秦三月瞧着葉撫,始終覺得疑惑。她一直不知道老師本來是哪裏人,以前常常聽他說過「我以前生活的地方」這樣的話,近來沒有聽到他說過這樣的話了。聽老師描述起來,他們那裏似乎是一個很熱鬧很有意思的地方。不知道以後有沒有機會去見識一下,她想。
葉撫本身是喜歡喝茶的。他對茶沒有什麼特別的講究,只要不是太差,任何茶他都會品一品,並不介意在君安府里找個茶樓,坐一坐。
君安府的格局有點像是蛛網。六邊形的形狀,密密麻麻的街道縱橫交錯,多而不亂。從西城門進去後,葉撫和秦三月走了會兒路,便在路邊叫了輛代步馬車。

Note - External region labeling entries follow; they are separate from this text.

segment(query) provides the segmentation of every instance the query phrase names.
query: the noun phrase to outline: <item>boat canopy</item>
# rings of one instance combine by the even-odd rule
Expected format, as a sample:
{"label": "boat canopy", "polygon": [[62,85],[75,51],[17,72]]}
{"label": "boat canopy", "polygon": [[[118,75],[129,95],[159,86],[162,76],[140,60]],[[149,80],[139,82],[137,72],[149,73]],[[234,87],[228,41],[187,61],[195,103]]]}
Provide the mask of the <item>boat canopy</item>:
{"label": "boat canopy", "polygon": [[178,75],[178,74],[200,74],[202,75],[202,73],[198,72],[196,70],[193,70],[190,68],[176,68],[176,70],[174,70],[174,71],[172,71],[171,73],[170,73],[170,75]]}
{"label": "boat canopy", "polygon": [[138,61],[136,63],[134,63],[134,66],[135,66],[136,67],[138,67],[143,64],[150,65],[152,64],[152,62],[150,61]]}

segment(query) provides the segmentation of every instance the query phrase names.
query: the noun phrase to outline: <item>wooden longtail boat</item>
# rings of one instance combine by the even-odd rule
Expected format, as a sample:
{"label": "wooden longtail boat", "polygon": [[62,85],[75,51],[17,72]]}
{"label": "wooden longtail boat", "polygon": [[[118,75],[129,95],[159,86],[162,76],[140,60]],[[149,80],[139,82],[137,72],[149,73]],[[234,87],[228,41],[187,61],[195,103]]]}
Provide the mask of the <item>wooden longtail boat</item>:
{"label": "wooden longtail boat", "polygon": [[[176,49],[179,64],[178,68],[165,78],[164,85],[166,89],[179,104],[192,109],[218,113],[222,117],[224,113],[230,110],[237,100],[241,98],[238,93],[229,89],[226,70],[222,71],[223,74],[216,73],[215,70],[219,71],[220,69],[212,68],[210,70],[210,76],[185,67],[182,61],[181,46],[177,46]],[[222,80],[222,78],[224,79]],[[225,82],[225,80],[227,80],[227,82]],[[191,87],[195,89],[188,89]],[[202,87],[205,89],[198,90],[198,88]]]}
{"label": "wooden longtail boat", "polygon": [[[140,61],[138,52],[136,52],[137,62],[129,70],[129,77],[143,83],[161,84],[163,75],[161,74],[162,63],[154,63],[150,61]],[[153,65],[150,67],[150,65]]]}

有代步馬車,是城主府官方運營的,只要給錢,人人都可以坐,這一點就跟大多數俗世城池拉開了差距。起碼的,可以看出,君安府的階級觀念並不深,一切都建立在一個「錢」字上面,只要你有錢,在君安府可以做到絕大部分的事。
在代步馬車上觀光,是一種別樣的體驗。
形形色色的人與事,從眼中划過。不需去仔細瞧看,只是「走馬觀花」,人生百態便已經從眼前拂過了。
人多、車多、馬多、房多、街多、水多,橋也多。
一路過去,不知看過多少人,不知從多少車馬旁經過,不知過了多少條街,不知過了多少座橋。
在西南城區的中心下了馬車。車夫指了指一處方向,說,整個連滄國最好的茶樓就在那邊兒了。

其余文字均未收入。